Step 2: Using the figure above as a guide go towards the top of the page, select Protein Knowledgebase
(UniProtKB), and under “Query” type the phrase Porifera and click “search.” The computer will retrieve many
entries and display them.
Step 3: You are able to scroll through the names of the many entries on this page. Identify two examples of
marine sponges that have the sequence for the same protein. Once you have selected your species, click on the
accession number.
Step 4: The next screen looks confusing, but what we need to pay attention to is the protein sequence under the
"Sequence information" section. You will have to scroll down the page to find it (see figure on next page.) The
amino acids are indicated with their single-letter symbols, and every 10th amino acid is marked with its
position.
Step 5: Click on the “FASTA ” link. See figure above to find the location. This will simply provide you with
the condensed sequence for that species, along with the species identification.
Here is a sample:
>sp|P02140|HBB_CARAU HEMOGLOBIN BETA CHAIN - Carassius auratus (Goldfish).
VEWTDAERSAIIGLWGKLNPDELGPQALARCLIVYPWTQRYFATFGNLSS
PAAIMGNPKVAAHGRTVMGGLERAIKNMDNIKATYAPLSVMHSEKLHVDP
DNFRLLADCITVCAAMKFGPSGFNADVQEAWQKFLSVVVSALCRQYH
Step 6: Copy and paste the sequence into your Word document. Do not reformat the information in any way.

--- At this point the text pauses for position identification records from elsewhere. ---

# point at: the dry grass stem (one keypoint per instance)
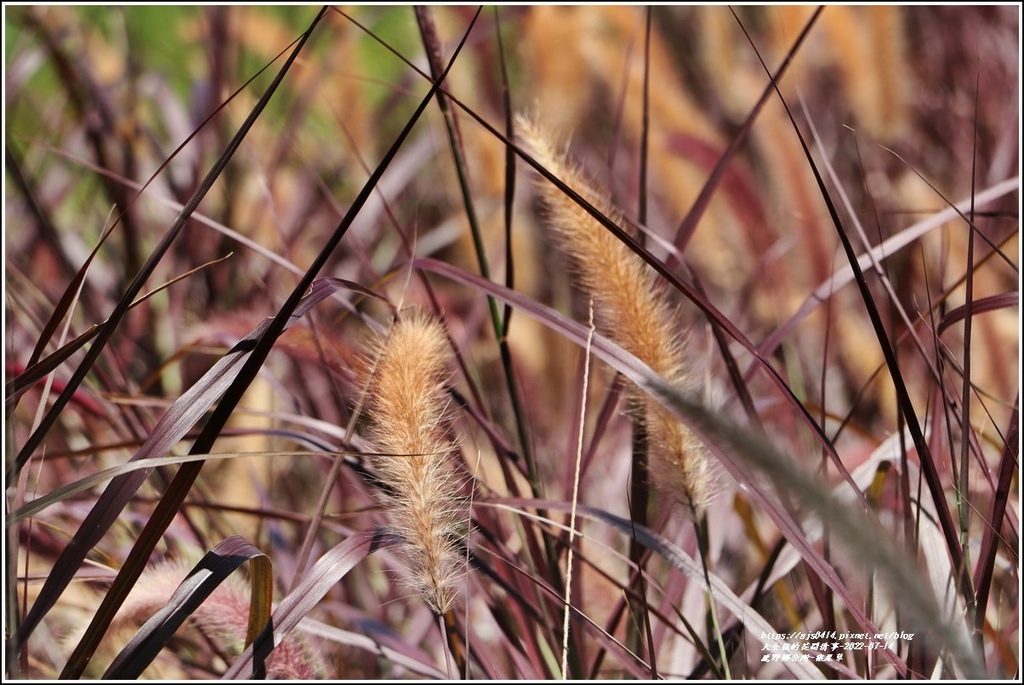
(630, 307)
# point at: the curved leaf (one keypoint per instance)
(325, 574)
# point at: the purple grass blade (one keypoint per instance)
(327, 572)
(213, 569)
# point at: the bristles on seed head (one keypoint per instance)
(408, 404)
(630, 307)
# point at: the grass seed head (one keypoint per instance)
(630, 307)
(409, 407)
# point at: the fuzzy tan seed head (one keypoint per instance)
(408, 404)
(630, 307)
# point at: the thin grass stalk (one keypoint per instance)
(430, 40)
(105, 332)
(964, 488)
(432, 45)
(177, 490)
(574, 499)
(928, 463)
(715, 629)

Be sure to record the common name, scientific name and protein being used of the species you chose in the
correct location in Table 1.
Step 7: Repeat steps 3-6 until your word-processing sheet contains the FASTA formatted sequences for twelve
different marine species.
Step 8: Save your Word document, but do not close it.
Step 9: To align the sequences and determine how similar they are, go to the “Align” tab at the top of the page.

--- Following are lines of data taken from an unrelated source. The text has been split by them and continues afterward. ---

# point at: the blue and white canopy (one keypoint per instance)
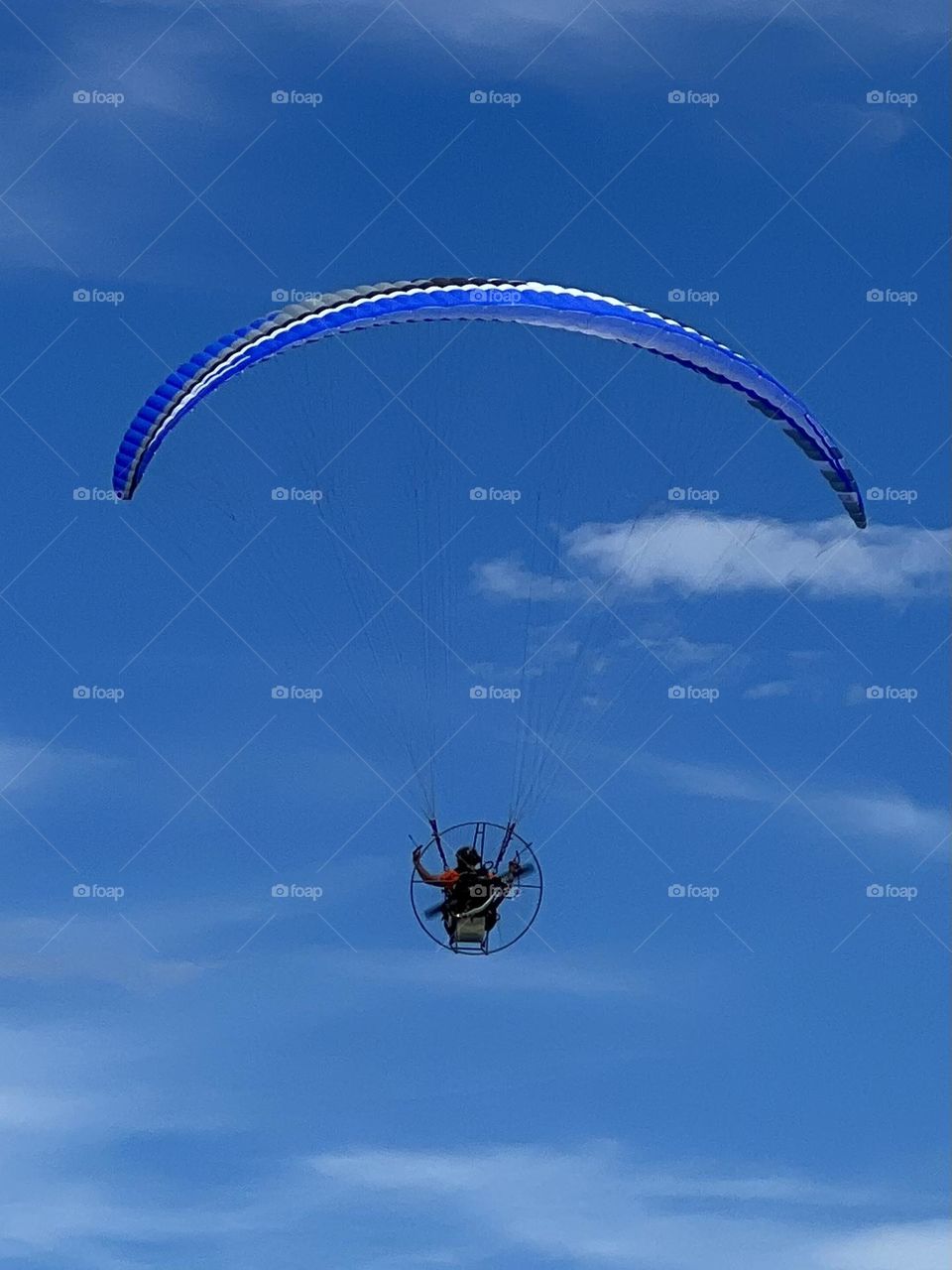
(475, 299)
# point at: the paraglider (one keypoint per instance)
(492, 893)
(475, 300)
(490, 876)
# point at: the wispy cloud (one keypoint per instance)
(888, 816)
(593, 1206)
(698, 554)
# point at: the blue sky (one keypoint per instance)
(194, 1072)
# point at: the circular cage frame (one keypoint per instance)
(509, 843)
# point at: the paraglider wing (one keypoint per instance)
(475, 299)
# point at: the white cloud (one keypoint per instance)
(699, 553)
(912, 1246)
(889, 816)
(592, 1206)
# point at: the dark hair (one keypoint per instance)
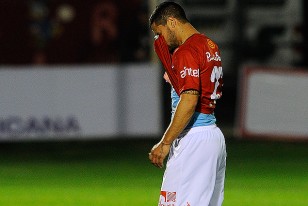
(165, 10)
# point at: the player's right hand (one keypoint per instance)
(159, 153)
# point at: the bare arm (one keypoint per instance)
(184, 111)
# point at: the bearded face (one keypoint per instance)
(171, 40)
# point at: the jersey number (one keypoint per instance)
(215, 76)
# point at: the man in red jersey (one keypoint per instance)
(195, 170)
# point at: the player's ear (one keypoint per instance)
(171, 22)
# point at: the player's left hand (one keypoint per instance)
(159, 153)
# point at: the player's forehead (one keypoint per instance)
(157, 29)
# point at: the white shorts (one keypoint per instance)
(195, 171)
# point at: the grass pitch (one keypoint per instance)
(118, 173)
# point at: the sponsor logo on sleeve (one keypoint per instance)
(211, 44)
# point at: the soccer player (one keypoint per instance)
(195, 170)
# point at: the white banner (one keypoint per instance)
(273, 103)
(79, 101)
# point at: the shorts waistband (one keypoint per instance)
(196, 129)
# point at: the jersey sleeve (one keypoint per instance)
(188, 71)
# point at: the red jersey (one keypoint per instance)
(197, 66)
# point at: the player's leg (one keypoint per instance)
(202, 164)
(190, 175)
(218, 194)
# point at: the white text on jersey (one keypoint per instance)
(214, 57)
(190, 72)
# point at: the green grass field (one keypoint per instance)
(118, 173)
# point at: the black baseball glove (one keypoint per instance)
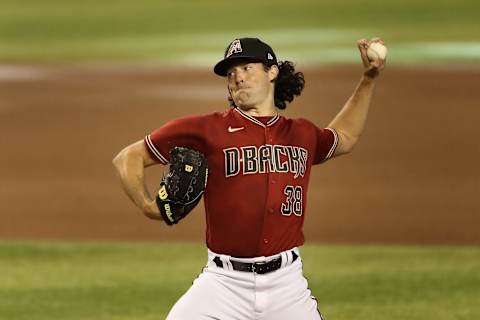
(182, 188)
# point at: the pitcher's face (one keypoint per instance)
(249, 83)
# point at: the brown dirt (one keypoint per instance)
(413, 178)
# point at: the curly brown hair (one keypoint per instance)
(288, 84)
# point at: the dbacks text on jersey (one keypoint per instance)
(266, 158)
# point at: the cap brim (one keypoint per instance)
(221, 68)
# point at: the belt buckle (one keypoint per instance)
(257, 265)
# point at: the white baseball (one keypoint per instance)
(376, 51)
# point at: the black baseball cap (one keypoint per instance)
(246, 48)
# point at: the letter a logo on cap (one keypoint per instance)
(235, 47)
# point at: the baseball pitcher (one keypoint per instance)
(252, 165)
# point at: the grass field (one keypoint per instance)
(195, 32)
(96, 281)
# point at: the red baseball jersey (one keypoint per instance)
(259, 168)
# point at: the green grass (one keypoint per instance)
(142, 280)
(192, 31)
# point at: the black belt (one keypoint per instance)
(257, 267)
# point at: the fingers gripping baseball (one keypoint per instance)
(373, 54)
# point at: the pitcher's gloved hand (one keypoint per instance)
(182, 188)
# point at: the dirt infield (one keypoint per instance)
(413, 178)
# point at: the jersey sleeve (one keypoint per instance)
(186, 132)
(327, 141)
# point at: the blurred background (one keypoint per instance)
(80, 80)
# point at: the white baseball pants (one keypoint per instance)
(222, 293)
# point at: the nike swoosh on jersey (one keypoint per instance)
(230, 129)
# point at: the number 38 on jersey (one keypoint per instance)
(293, 201)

Step 10: Select, copy and paste one sequence from your word processing sheet into the sequence box, press
enter, then select, copy and paste a second sequence. Note: the second sequence should be directly under the
first and to obtain reasonable results you must be comparing the same protein.
Step 11: Click on “Align Sequences.” (You may need to wait a short time for this to be done.) When the
alignment is completed your screen should look like the figure below.

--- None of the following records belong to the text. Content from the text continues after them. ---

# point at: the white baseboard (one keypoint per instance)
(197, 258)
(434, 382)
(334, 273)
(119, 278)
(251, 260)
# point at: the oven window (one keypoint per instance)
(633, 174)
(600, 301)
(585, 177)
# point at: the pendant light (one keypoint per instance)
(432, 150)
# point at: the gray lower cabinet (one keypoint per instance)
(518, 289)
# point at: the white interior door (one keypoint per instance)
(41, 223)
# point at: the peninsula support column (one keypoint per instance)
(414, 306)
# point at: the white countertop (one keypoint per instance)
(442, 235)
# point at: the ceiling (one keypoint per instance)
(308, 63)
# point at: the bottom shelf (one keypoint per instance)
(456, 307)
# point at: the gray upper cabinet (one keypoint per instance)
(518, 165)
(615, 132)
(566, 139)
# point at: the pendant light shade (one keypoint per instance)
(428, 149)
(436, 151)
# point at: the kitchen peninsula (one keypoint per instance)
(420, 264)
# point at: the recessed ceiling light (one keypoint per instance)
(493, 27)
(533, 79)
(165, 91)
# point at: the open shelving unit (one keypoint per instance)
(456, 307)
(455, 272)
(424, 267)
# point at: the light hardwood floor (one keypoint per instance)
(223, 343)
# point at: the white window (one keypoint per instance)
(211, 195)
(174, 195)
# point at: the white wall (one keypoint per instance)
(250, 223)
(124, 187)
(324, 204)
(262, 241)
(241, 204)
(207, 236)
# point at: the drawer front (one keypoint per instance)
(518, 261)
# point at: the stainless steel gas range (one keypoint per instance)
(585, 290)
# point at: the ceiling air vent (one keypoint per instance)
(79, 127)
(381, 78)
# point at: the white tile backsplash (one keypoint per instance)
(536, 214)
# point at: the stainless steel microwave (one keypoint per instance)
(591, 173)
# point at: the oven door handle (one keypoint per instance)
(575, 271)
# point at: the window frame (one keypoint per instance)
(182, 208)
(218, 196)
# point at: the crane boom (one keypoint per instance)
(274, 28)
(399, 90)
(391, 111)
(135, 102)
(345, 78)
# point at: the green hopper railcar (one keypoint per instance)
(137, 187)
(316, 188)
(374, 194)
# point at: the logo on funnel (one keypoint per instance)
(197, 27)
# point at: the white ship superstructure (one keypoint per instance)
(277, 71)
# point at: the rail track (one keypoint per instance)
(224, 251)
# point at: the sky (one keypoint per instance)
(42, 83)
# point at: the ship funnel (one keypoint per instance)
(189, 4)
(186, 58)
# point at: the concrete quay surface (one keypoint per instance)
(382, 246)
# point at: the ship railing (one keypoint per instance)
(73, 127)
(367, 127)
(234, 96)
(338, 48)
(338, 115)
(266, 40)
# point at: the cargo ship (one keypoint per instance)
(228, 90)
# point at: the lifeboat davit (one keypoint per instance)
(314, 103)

Step 12: At this point, we want to figure out the percent similarity between the two protein sequences you
chose. In other words, how close are the two amino acid sequences to being the same? (If all the amino acids
were the same, the percent would be 100). This page will show you the actual alignment of the two sequences.
Identical amino acids are marked with an asterisk symbol (*). If there is one or two dots (. or :), the change in
amino acid is conservative (both amino acids have similar properties and charge). If there are no dots, the two
amino acids have different biochemical properties. See next step to save time!
Step 13: The program will calculate this number for you or you can calculate it yourself. Refer to the following
diagram to identify the % similarity or % identity.
Step 14: Create a table on your Word document showing all of your comparisons. You may need to create
more than one table if you were not able to find sequences for the same protein for all of your organisms.
Example:
Table2: Percent similarity of the 40S ribosomal protein S21 from three different marine organisms in the
Phylum Porifera.
Amphimedon queenslandica
Sycon ciliatum
Suberites domuncula
Amphimedon queenslandica
100
35
41
Sycon ciliatum
XXXXXXXXXXXXXXXX
100
35
Suberites domuncula
XXXXXXXXXXXXXXXX XXXXXXXXXXXXX
100
Step 15: Take all of the sequences that are for the same protein and align them at the same time. This will
allow you to generate a phylogenetic tree to compare evolutionary relationships. See snapshot below. Print
the screen and include this in your data presentation. Be sure to label the species name on the tree!